Tag Archives: Python

Why no operators ++ and — in Python

Python doesn’t have operators ++ and -- like most C-based languages. Instead you need to use += and -=.

x += y
x -= z

These are shortcuts for the following assignments:

x = x + y
x = x - z

The reason is pretty obvious when you think about it – Python variables are immutable, so it would be impossible to have operators that modify them.

Getting the Python version

You can get the Python version with sys.version:

import sys
print(sys.version)
'3.4.3 (default, Oct 14 2015, 20:28:29) \n[GCC 4.8.4]'

However, rather than checking the version it’s much simpler and more Pythonic to try to use a version-dependent function and handle failure if it isn’t there.

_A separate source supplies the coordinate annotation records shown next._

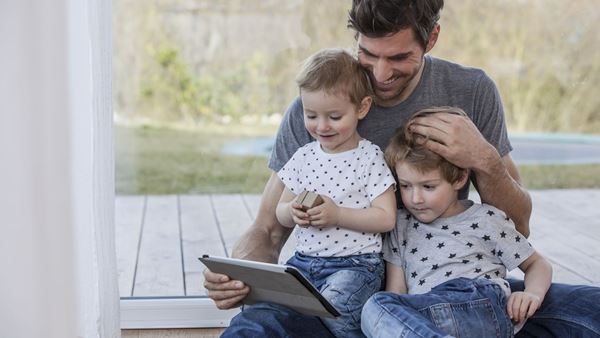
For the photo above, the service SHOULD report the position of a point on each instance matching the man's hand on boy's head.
(323, 215)
(455, 138)
(522, 305)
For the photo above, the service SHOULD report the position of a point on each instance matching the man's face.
(394, 63)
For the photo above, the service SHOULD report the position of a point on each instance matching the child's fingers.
(516, 307)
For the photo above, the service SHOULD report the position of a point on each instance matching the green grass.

Calling a top-level function that doesn’t exist will raise a NameError:

try:
    might_exist()
except NameError as err:
    # Do something else instead

While calling a module-level function that doesn’t exist will raise an AttributeError

try:
    maybe_module.might_exist()
except AttributeError as err:
    pass
    # Do something else instead

Counting the items in a list in Python

To count the number of a single item in a list, use the count() method:

from random import randint

dishes = ['spam', 'eggs', 'ham']
# Fill a list with 100 randomly selected dishes
orders = [dishes[randint(0, 2)] for i in range(1, 101)]
# Print the count of spam orders
print("spam: {0}".format(orders.count('spam')))
spam: 31

To get the counts of all items, use a collections.Counter

from collections import Counter

counter = Counter(orders)
print(counter)
Counter({'ham': 37, 'eggs': 32, 'spam': 31})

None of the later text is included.